Come evidenziato dallo psichiatra incaricato dalla Corte d’Assise di eseguire la perizia che ha messo in luce come la donna sia capace di intendere e volere, il test eseguito in carcere “non è attendibile“.
Il caso di Alessia Pifferi
Alessia Pifferi è a processo per l’omicidio volontario pluriaggravato della figlia Diana di 18 mesi, lasciata a casa da sola per 6 giorni nel 2022 e morta di stenti.Il processo è stato oggetto di polemica perché la procura, con una decisione insolita, ha deciso di indagare le due psicologhe e l’avvocata dell’imputata. Il pm Francesco De Tommasi aveva contestato una relazione basata sui colloqui con le psicologhe in cui si sosteneva un quoziente intellettivo di “una bimba di 7 anni”: avrebbero fornito alla donna “una tesi alternativa difensiva”, un possibile vizio di mente, e l’avrebbero “manipolata“. Indagata per falso ideologico anche l’avvocata Alessia Pontenani, legale della donna. La perizia psichiatrica firmata dallo psichiatra forense Elvezio Pirfo, stabilisce la donna come già sostenuto dall’accusa e come scrisse il gip nell’ordinanza di custodia cautelare, non ha “disturbi psichiatrici maggiori”, né “gravi disturbi di personalità”.
L’inchiesta parallela
Il pm di Milano Francesco De Tommasi ha indagato le due psicologhe del carcere per falso e favoreggiamento per alcuni colloqui a San Vittore. Anche l’avvocatessa Alessia Pontenani, che tutela gli interessi dell’imputata è indagata per falso. L’avvocatessa e le psicologhe, secondo il pubblico ministero, in accordo tra loro avrebbero aiutato Pifferi ad ottenere la perizia, falsificando il diario clinico. La pm Rosaria Stagnaro ha rinunciato a seguire ancora il processo. Nanni, intanto, ha chiesto una relazione a Viola sulla gestione della nuova indagine. Pirfo nella sua relazione che “i test” somministrati dalle “psicologhe sono “inattendibili” e sono stati considerati “una scelta inappropriata”.

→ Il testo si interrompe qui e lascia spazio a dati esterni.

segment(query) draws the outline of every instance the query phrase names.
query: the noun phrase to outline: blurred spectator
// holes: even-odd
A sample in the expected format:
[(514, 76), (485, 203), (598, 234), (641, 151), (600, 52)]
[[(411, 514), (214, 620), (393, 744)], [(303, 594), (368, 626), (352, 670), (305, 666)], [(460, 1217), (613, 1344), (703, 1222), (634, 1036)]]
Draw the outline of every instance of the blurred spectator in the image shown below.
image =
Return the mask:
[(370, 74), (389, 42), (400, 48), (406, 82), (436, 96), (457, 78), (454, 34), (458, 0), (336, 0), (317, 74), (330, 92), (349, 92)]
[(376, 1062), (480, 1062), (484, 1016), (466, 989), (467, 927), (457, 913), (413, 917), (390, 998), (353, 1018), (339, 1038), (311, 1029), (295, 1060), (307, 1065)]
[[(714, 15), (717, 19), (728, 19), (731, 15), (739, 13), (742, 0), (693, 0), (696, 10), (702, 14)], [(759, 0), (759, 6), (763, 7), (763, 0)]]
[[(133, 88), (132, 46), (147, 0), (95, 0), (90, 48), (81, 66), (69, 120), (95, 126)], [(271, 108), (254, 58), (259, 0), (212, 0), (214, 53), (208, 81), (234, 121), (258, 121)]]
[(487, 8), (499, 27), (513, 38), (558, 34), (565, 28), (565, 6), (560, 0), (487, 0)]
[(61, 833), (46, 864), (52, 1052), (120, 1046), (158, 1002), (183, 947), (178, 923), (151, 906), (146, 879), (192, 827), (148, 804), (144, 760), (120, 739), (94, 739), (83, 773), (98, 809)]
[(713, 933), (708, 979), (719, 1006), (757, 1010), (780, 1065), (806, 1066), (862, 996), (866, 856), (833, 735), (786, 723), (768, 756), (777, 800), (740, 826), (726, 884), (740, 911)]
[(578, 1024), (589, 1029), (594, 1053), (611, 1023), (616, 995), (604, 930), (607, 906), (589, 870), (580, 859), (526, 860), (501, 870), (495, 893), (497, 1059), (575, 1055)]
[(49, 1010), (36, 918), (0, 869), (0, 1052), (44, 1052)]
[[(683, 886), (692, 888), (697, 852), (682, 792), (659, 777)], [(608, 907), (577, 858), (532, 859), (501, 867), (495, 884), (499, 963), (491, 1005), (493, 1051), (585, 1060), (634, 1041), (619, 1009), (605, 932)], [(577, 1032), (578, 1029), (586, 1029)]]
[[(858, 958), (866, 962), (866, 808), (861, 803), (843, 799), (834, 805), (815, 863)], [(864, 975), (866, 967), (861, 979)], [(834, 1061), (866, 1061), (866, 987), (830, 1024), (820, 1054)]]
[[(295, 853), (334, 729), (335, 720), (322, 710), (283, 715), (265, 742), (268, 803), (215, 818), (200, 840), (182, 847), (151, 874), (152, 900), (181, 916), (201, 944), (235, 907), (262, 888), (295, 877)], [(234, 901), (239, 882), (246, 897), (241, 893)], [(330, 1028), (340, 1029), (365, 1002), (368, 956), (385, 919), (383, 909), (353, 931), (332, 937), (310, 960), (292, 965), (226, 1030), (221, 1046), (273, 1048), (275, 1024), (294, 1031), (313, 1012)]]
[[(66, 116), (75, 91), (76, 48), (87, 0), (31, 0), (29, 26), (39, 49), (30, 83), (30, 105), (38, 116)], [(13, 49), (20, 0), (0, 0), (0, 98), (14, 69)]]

Il ritratto dello psichiatra
Il ritratto che lo psichiatra restituisce è quello di una persona che si sente “perennemente inadeguata” che restituisce “una confusione identitaria, una persona incompiuta” dove la dimensione di madre “è una dimensione secondaria nella costruzione identitaria della Pifferi. Mi è parso che la sua dimensione sia quello di una maternità vissuta come obbligo o fatica, non che gratifica o rende compiuta una persona”. Pifferi, per lo psichiatra, sarebbe “quasi apatica, con un distacco totale, mi è parso che questa fosse una sorta di maschera emotiva, una schermatura emotiva“. Nel corso dei tre colloqui clinici condotti dal perito della corte e la sua testista, Pifferi avrebbe mostrato un “eloquio sempre fluido” e senza “inciampi”. La difesa della 38enne ha anticipato una richiesta di rinvio per poter studiare i “60 gigabyte” di materiale depositato.
Le falle nel sistema
“L’intervento delle due psicologhe a mio avviso non era appropriato e anche il test di Wais va letto in questa prospettiva” dice lo specialista. Per l’esperto, che sta testimoniando in aula, non è possibile stabilire se Alessia Pifferi sia stata ”influenzata” dalle due psicologhe. Quello che è certo è che i colloqui non sono stati video registrati, “quindi non è possibile ricostruire il clima”, né le risposte sono riportate in modo completo.
“Non sono in grado di dire se c’è stato condizionamento, ma sì di apprendimento: certe risposte della Pifferi restituiscono la capacità di comprendere e riutilizzare le parole delle psicologhe”.
Lo sciopero dei penalisti
A poche decine di metri dall’aula dove si stava svolgendo il processo Pifferi, è andato avanti il confronto tra avvocati e magistrati. L’astensione dei penalisti milanesi proclamata proprio per protesta contro l’inchiesta parallela. Gli avvocati milanesi, con la Camera penale e l’Ordine degli avvocati, ritengono che la nuova indagine aperta a processo in corso abbia violato il diritto di difesa.
“Nessuno è padrone esclusivo del processo e delle sue regole, siamo tutti parte di un meccanismo che se non funziona fa un danno enorme.” affermano i penalisti che hanno preso parte allo sciopero.